Firebase Ml kit, Google cloud vision API or openCV


I want to build an android app for gaze tracking and I would like to ask which of the following tools I should use for better results.

  • Google Cloud Vision API
  • OpenCV (ex HaarCascade classifier)
  • Firebase ML kit with facial landmarks

Solution

  • I don't know if you plan to create a commercial application or if it's for research purposes, the things to consider change a bit in these two scenarios.

    For object tracking I'd problably go with google's mlkit, it has some ready-to-use models that also works offline, it also simplifies all the hard work of pure tensorflow (even on iOS) if you want to use your custom models. So your hard work will be to create an efficient model and not running it.

    Google Cloud Vision API I've not used yet, just the GCP machines to train a NN and they came in handy for it.

    OpenCV is a good one but might be hard to implement and mantain after, your app size will also considerably increase. I've used HaarCascade in my final paper 2 years ago, the work was hard and the result not that accurate, today I'd check the OpenCV's DNN module and go with Yolo like here. To summarize, I'd just recomment it if you have some specific image processing demand, but first check the Android's ColorFilter or ImageFilterView.

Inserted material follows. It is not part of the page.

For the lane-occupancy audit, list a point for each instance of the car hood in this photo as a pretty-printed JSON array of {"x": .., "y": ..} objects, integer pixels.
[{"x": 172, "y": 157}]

If you choose to use OpenCV, I'd recommend you to compile it by yourself with cmake like described here just with the modules you need to use, so you app size won't increase that much.

    There's also some other options like Dlib or PyTorch, I've been working with dlib's SVM with a custom model last year, its results were good but it's slow to run, about 3~4 seconds, compared to a NN with tensorflow that runs in 50~60 milliseconds (even faster with quantized models). I don't have experience with PyTorch or other framework to share something with you.